COLUMBIA, S.C. (WACH) — A state judge has granted a temporary freeze on a controversial and restrictive six-week abortion ban until the state's Supreme Court can review it, less than one day after it was originally signed into law.
Abortion advocates and pro-life advocates were back in court in Richland County for an injunction to the controversial bill.
A Richland County courtroom was packed on Friday, as representatives from pro-abortion and anti-abortion groups argued their case over a new abortion bill signed into law by Gov. Henry McMaster on Thursday.
Just hours after McMaster signed into law a six-week abortion ban, Planned Parenthood South Atlantic and several other groups filed a lawsuit challenging the bill. They also requested an injunction to put the law on hold while litigation goes on.
McMaster and state legislators backing the newly signed bill have also submitted a request to allow McMaster to intervene in the trial, something that he's successfully filed for three other times despite backlash from his opposition.

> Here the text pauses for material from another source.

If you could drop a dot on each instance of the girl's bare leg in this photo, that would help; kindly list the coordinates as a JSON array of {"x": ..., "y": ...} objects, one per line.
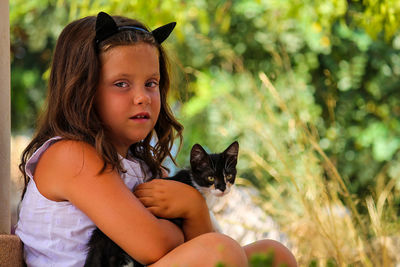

To many, Friday's hearing was a repeat of late 2022, when a lawsuit was filed by the same groups against a restrictive abortion ban signed into law by McMaster in 2021. That law was overturned in January of 2023 by the state Supreme Court.
While the 2021 law and the 2023 law were both similar in its writing, Abortion supporters are hoping that the recent Supreme Court decision will be a key tool to help overturn this new piece of legislation.
After the ruling, Planned Parenthood South Atlantic celebrated Judge Newman's decision.